Finnish footballer (born 1988)

Jani Bäckman (born 20 March 1988) is a Finnish former football player.

==Career==
Bäckman began his career with IF Sibbo-Vargarna and joined Klubi-04 in 2004. He played his one and only game with the team in Ykkönen against RoPS on 28 April 2007. Bäckman was then transferred to HJK in 2006 and played for their youth side. In January 2007, he was promoted to play with the club’s senior team.

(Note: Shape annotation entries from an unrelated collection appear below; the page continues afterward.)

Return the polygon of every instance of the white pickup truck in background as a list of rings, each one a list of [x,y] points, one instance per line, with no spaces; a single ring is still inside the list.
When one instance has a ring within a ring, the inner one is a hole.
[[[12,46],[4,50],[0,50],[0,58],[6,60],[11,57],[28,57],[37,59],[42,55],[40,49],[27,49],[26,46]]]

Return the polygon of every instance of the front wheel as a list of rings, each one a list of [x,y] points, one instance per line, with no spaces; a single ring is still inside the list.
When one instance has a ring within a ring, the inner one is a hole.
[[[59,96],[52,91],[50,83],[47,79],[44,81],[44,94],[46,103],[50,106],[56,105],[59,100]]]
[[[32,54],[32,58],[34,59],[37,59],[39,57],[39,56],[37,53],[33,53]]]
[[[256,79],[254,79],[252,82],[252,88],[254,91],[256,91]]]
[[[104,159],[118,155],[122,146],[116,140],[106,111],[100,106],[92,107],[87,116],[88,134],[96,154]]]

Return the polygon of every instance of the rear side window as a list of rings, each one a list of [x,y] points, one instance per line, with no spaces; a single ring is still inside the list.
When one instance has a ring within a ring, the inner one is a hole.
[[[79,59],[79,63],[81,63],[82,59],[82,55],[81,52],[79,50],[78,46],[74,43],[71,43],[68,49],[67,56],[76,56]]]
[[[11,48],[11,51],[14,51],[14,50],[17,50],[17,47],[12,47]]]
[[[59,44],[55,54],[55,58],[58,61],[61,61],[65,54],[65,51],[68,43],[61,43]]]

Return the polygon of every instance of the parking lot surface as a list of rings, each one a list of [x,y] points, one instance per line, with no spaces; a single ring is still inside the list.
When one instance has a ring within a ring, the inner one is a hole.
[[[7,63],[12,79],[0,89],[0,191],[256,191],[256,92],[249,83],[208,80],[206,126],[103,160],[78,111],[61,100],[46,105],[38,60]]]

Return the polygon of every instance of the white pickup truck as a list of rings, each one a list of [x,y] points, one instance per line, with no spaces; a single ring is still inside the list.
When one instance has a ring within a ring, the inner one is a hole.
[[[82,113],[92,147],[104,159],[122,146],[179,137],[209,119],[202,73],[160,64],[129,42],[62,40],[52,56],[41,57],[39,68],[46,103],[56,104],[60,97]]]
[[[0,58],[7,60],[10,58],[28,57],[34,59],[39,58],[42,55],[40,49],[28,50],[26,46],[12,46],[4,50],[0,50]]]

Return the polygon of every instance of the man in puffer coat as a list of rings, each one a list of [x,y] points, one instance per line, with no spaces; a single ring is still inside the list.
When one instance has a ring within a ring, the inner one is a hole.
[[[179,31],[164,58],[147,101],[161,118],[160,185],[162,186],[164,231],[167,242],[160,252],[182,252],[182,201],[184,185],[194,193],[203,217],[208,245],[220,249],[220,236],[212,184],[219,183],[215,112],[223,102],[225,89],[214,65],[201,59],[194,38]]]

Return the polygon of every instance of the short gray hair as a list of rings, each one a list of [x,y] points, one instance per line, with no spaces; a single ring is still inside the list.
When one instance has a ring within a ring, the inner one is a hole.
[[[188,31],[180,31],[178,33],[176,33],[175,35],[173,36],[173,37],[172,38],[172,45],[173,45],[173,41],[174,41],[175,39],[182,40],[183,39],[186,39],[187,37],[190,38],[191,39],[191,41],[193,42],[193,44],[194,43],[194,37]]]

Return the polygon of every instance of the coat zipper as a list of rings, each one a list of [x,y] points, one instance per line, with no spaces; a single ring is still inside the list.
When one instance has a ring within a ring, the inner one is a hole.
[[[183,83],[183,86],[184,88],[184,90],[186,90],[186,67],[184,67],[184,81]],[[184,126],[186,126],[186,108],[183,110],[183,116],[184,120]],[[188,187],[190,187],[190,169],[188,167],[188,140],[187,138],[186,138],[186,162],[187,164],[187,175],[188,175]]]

After one year with HJK and only one professional game for the club in the Finnish Cup, Bäckman sealed a move to FC Honka. He played 16 games for the club, from which eleven were in the Veikkausliiga.

Later, Bäckman was loaned out by FC Honka to FC Haka, from 12 March 2009 to August 2009.

On 4 November 2009, FF Jaro signed Bäckman for free. He signed a one-year contract with the club including an option to extend for another year.

On 1 March 2017, Bäckman had to play as a goalkeeper in a Finnish Cup match against HJK after HIFK goalkeeper Carljohan Eriksson was sent off in the 86th minute causing a penalty kick. Bäckman saved the penalty.